Here, this is reflected in how the designs for this company’s laser-printer lineup are used. I had observed that the multifunction series including the MFC-7360N that I reviewed were derived from the previously-mentioned dedicated laser printer series that the HL-2240D was part of. Here, all the units in both printer lineups used the same print engine and the same replacement parts.
Benefits for product choice
This will allow for a granular range of products in a product class where a person can choose or specify the right kind of printer based on their needs and budget; without needing to create new designs in order to satisfy the different market segments. This also allows the manufacturer to keep product prices within affordable territory because there is the ability to reuse parts across the different models. It also can allow a salesman room to upsell customers to better products or make deals that offer better value.
In most cases, the mid-tier product will offer best value for most users. For example, in these two printer lineups, the mid-tier models (HL-2250DN dedicated printer and MFC-7460DN) will offer the two currently-desirable features – double-sided printing which saves paper; and network connectivity.
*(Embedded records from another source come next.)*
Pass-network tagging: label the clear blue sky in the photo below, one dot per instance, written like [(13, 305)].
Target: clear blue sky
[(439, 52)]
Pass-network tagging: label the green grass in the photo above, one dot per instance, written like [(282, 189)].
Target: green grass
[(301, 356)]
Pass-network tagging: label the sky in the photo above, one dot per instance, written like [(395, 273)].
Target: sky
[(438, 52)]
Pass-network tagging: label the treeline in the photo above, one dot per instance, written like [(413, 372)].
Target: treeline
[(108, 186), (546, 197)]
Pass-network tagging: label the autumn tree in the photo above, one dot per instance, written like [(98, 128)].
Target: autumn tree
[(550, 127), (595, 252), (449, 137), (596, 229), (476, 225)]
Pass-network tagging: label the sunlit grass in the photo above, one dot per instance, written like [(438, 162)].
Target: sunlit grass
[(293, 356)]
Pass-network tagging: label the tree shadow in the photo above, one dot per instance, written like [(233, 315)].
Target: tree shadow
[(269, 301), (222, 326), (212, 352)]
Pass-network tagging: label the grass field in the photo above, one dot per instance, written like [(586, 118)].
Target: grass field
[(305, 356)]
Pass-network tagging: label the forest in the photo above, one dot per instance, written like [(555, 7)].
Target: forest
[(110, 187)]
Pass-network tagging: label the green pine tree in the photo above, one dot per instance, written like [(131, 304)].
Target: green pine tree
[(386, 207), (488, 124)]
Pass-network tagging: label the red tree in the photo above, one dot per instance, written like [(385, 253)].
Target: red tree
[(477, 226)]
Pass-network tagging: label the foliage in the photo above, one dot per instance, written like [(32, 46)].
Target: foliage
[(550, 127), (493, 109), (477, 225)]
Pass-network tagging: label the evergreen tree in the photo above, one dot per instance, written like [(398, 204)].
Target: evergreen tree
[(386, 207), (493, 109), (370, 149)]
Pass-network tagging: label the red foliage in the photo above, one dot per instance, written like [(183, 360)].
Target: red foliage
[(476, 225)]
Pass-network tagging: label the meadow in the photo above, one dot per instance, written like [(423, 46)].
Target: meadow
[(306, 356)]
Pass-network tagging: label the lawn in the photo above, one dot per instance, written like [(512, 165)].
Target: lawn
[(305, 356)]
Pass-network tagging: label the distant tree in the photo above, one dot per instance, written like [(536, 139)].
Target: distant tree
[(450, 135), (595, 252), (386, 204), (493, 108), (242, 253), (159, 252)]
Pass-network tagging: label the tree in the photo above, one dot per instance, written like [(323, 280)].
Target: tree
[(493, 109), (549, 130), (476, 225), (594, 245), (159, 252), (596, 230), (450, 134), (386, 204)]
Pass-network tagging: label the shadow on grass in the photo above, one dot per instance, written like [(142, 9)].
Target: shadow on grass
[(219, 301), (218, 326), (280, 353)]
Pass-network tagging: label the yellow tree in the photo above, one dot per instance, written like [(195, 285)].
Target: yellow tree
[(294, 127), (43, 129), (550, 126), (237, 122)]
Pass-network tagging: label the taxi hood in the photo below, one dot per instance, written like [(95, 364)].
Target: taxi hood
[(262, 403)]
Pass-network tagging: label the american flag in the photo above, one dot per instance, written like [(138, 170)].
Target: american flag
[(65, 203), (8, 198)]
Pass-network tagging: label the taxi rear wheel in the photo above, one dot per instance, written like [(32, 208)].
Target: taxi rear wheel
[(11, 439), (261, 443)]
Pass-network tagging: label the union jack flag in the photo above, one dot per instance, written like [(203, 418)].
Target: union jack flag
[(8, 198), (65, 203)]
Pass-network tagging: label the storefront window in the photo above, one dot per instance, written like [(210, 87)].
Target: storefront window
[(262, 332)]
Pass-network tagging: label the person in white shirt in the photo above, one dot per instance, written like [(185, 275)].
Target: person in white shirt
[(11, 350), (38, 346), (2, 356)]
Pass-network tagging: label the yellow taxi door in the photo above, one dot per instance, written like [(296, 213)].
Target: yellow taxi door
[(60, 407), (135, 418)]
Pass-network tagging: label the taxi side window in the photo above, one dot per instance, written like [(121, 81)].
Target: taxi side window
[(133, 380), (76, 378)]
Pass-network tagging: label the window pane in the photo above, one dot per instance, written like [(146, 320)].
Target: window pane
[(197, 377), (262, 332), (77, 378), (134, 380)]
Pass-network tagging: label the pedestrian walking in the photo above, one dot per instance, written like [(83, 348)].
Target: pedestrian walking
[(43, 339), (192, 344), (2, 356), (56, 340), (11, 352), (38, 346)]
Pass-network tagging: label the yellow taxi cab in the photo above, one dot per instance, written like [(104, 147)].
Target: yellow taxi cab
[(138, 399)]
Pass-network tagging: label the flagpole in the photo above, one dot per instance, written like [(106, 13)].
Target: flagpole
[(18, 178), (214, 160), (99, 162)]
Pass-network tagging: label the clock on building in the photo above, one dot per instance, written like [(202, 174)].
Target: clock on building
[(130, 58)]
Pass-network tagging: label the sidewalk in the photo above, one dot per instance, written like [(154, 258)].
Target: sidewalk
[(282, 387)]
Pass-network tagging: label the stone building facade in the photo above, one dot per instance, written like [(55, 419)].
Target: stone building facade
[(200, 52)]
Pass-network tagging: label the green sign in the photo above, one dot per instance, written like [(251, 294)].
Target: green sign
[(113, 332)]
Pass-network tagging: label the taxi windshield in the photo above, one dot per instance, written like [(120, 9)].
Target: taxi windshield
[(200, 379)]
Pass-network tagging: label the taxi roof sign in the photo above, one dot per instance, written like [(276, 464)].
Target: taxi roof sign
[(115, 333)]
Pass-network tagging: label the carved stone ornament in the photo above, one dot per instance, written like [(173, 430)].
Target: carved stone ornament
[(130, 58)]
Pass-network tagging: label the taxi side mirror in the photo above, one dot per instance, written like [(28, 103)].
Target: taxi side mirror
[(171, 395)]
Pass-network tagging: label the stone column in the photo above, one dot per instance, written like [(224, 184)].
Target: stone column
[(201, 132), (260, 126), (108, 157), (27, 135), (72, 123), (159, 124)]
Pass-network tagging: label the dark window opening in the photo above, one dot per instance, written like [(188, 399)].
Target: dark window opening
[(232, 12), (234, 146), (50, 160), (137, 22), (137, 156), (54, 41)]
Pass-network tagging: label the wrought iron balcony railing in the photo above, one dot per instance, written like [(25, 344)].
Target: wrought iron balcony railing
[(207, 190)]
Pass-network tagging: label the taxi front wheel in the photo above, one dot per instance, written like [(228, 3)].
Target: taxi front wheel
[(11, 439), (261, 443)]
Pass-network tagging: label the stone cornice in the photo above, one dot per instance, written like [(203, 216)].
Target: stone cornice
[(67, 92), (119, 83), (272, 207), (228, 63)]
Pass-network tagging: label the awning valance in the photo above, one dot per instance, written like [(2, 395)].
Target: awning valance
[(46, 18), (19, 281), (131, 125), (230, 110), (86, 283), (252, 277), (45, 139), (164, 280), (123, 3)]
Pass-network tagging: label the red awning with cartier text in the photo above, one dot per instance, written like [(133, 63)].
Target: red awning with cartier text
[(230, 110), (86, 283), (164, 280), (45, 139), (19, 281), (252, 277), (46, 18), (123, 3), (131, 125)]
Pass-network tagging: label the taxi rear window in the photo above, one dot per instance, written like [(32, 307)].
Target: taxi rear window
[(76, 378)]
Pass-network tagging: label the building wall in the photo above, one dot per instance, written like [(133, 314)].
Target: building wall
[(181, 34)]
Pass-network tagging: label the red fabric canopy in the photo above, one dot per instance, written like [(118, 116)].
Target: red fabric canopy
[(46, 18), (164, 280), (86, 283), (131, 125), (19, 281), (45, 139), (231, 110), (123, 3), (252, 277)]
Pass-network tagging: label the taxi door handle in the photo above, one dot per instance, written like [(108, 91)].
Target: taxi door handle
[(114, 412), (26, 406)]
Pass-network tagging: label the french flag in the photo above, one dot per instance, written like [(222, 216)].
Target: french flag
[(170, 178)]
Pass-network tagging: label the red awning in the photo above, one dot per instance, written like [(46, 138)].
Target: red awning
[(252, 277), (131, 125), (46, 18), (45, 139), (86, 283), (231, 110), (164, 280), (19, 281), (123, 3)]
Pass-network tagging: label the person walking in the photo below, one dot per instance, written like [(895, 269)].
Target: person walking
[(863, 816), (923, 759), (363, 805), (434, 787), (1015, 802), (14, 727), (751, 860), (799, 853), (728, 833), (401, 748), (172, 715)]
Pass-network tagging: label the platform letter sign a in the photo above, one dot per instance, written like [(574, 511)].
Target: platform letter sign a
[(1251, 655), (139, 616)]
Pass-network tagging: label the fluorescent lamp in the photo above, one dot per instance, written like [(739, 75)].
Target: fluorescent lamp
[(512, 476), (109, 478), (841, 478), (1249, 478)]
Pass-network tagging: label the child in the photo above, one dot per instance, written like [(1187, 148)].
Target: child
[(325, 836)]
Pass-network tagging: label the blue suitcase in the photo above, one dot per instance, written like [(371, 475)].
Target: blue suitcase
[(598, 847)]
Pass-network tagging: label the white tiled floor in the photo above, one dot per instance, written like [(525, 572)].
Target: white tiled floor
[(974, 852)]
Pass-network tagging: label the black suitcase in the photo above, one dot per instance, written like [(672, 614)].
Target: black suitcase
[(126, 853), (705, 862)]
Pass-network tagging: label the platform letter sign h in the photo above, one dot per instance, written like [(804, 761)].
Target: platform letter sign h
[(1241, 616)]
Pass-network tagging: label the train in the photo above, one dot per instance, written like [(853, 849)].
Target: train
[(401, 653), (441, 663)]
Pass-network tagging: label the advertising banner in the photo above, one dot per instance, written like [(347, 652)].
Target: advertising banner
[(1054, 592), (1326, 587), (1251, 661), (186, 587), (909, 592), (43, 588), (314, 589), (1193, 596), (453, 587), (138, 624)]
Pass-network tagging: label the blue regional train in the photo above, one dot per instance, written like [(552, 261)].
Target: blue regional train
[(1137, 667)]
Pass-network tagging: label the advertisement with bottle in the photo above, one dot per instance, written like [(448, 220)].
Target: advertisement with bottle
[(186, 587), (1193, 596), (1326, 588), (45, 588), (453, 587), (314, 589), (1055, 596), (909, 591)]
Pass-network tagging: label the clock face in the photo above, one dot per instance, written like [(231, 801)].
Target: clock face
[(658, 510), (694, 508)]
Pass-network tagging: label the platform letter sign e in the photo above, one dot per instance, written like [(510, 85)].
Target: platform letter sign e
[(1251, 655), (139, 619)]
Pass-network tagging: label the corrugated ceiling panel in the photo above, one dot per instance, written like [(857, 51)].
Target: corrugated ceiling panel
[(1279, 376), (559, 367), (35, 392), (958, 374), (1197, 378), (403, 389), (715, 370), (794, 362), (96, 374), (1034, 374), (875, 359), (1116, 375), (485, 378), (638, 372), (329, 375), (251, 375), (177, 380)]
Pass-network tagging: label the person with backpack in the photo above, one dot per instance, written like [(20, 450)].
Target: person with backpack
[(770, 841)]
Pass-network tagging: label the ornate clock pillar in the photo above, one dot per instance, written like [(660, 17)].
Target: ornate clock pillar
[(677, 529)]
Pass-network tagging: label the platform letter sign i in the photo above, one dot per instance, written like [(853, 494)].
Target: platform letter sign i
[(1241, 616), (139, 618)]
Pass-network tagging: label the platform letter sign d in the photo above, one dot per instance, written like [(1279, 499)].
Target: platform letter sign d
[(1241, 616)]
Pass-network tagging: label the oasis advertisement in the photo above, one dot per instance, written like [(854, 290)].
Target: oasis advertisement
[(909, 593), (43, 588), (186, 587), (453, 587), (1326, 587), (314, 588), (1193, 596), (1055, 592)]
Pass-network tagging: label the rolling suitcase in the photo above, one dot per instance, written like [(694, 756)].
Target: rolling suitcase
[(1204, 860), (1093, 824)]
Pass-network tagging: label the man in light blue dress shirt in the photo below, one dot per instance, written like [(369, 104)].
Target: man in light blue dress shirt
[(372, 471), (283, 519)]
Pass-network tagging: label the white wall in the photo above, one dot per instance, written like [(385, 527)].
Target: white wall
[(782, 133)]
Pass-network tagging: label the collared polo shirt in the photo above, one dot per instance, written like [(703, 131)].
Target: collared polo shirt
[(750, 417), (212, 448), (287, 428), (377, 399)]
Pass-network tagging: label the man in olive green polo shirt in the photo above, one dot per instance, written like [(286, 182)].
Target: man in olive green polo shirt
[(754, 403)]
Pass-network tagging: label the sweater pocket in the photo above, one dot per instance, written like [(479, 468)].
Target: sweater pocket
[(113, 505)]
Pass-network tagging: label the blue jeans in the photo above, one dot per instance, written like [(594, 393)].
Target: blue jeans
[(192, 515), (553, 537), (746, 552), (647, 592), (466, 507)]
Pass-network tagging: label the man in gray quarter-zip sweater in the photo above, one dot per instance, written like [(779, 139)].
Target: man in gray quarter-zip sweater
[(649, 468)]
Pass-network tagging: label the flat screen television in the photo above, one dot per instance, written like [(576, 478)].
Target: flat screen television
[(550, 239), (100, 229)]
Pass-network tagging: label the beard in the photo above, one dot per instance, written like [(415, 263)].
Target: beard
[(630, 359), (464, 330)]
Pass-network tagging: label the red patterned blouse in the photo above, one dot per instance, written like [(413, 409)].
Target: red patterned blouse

In some other cases like the dedicated colour laser printers based on Brother’s latest high-throughput colour-laser print engine, the HL-4150CDN which just has Ethernet network connectivity and reduced-time-penalty colour duplex printing would suit most users.
The creation of a granular product range with incremental functionality but a few common design bases and /or descendent product classes can then allow manufacturers to keep consistent value for money when they want to build out a product range.